Overexpression of MiR-188-5p Downregulates IL6ST/STAT3/NLRP3 Pathway to Ameliorate Neuron Injury in Oxygen-glucose Deprivation/Reoxygenation

aims: This study investigates the role of miR-188-5p in hippocampal neuron cell injury associated with cerebral ischemia-reperfusion (CI/R). background: CI/R, characterized by ischemic injury following abrupt reestablishment of blood flow, can cause oxidative stress, mitochondrial dysfunction and apoptosis. We used oxygen-glucose deprivation/reoxygenation (OGD/R) induced injury in HT22 and primary mouse cortical neurons (MCN) as a model for CI/R. method: HT22 and MCN cells were induced by OGD/R to construct an in vitro model of CI/R. Cell apoptosis and proliferation were assessed using flow cytometry and the Cell Counting Kit-8 (CCK8). ELISA was conducted to measure the levels of IL-1β, IL-6 and TNF-α, the interaction between miR-188-5p and IL6ST was investigated using dual luciferase assay, the expression of miR-188-5p, Bax, cleaved-caspase3, IL-6, Bcl-2, IL-1β, TNF-α, IL6ST, NFκB, NLRP3 and STAT3 was evaluated using RT-qPCR or western blot, and immunofluorescence was used to analyze the co-expression of p-STAT3 and NLRP3 in neuronal cells. result: OGD/R reduced proliferation and miR-188-5p levels and increased IL6ST expression, inflammation, and apoptosis in HT22 and MCN cells. miR-188-5p was found to bind to IL6ST. Mimics of miR-188-5p reduced apoptosis, lowered the expression of cleaved-caspase3 and Bax proteins, and elevated Bcl-2 protein expression in cells treated with OGD/R. Overexpression of miR-188-5p decreased the levels of NLRP3 and p-STAT3 in the OGD/R group.

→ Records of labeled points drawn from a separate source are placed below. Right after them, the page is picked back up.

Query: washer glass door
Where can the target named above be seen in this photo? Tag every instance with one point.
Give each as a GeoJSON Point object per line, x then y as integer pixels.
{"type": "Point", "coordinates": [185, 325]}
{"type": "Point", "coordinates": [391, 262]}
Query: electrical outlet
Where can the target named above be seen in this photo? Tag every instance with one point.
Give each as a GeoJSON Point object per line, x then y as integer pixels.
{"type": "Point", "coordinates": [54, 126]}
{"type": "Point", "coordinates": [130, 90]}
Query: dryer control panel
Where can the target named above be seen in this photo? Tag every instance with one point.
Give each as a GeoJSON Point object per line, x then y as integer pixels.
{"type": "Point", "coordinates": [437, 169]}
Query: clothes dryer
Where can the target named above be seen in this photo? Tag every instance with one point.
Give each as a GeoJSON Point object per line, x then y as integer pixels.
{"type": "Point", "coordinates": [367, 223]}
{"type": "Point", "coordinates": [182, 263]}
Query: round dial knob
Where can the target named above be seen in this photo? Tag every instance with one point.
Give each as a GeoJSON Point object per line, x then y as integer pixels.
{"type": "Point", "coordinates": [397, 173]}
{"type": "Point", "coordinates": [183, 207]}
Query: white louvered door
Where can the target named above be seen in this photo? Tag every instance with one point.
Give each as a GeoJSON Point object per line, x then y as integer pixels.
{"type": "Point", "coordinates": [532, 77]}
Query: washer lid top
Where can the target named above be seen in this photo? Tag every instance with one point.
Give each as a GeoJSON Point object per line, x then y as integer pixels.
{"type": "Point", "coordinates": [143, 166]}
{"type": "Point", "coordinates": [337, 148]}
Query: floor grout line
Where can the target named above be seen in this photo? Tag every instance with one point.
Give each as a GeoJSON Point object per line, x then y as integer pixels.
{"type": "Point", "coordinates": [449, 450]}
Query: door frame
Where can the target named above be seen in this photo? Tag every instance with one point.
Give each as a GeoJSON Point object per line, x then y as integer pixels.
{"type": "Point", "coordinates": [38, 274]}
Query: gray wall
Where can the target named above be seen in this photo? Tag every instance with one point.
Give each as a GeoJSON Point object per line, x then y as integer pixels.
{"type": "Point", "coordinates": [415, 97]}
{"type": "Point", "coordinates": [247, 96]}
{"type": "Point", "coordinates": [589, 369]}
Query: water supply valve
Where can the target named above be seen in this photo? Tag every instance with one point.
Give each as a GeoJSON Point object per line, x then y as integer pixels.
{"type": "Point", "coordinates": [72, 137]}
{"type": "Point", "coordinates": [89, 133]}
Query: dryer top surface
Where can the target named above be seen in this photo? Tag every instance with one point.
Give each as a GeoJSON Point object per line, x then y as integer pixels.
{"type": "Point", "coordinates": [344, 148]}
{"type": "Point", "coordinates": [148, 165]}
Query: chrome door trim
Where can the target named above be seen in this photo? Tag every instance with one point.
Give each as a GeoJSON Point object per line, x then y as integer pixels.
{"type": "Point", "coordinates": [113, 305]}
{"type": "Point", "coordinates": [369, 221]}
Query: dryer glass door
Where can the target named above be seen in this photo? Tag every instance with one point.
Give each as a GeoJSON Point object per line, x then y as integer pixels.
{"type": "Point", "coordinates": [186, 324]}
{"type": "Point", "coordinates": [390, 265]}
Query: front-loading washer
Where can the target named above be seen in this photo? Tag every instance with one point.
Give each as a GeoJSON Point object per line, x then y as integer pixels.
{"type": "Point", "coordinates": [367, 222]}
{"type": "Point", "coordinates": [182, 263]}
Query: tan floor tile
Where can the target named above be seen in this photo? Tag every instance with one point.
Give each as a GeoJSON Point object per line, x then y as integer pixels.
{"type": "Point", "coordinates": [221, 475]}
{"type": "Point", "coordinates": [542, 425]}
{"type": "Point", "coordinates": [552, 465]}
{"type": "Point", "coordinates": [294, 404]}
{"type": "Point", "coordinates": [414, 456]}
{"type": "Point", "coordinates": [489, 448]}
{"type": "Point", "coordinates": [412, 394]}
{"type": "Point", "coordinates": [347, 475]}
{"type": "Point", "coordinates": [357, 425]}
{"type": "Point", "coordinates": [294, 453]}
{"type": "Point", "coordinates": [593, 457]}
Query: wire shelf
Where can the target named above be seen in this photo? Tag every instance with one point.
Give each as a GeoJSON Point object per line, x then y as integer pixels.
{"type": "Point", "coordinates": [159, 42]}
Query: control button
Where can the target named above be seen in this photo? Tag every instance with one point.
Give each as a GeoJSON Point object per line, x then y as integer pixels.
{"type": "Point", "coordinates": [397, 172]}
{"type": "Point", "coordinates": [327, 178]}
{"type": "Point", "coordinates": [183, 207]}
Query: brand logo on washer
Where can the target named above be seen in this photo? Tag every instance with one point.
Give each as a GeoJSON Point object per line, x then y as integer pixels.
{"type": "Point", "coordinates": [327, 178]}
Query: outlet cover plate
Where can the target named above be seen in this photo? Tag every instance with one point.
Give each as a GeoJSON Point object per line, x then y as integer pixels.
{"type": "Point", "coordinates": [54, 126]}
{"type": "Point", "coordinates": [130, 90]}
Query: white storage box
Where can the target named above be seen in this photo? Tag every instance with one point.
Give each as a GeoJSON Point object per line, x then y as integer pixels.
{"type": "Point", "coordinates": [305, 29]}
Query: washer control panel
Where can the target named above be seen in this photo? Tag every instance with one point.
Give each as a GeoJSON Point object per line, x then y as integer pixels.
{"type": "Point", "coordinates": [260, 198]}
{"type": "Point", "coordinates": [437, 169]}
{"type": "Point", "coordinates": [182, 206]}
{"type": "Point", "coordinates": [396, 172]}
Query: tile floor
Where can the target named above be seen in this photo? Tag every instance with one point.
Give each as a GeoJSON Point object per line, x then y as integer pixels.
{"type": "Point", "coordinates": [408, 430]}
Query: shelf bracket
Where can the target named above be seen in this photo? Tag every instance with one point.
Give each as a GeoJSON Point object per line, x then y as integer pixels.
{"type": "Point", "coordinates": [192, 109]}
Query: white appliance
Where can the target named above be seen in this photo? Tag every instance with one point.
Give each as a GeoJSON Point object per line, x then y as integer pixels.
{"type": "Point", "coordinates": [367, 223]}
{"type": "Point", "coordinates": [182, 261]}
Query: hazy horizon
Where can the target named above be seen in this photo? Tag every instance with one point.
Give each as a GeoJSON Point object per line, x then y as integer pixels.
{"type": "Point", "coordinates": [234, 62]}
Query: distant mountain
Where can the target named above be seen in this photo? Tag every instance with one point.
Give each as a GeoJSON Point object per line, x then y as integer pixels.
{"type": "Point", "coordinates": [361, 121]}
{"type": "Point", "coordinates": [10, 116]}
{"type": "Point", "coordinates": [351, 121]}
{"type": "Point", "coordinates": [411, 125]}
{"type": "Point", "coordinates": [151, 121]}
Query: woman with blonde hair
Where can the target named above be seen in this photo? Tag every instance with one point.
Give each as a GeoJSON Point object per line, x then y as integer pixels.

Furthermore, overexpression of miR-188-5p reduced IL6ST, p-NFκB/NFκB, p-STAT3/STAT3, and NLRP3 proteins in OGD/R, and these effects could be reversed by IL6ST overexpression. conclusion: Mimics of miR-188-5p were found to inhibit inflammation and the STAT3/NLRP3 pathway via IL6ST, thereby ameliorating injury in HT22 and MCN cells treated with OGD/R in the context of CI/R.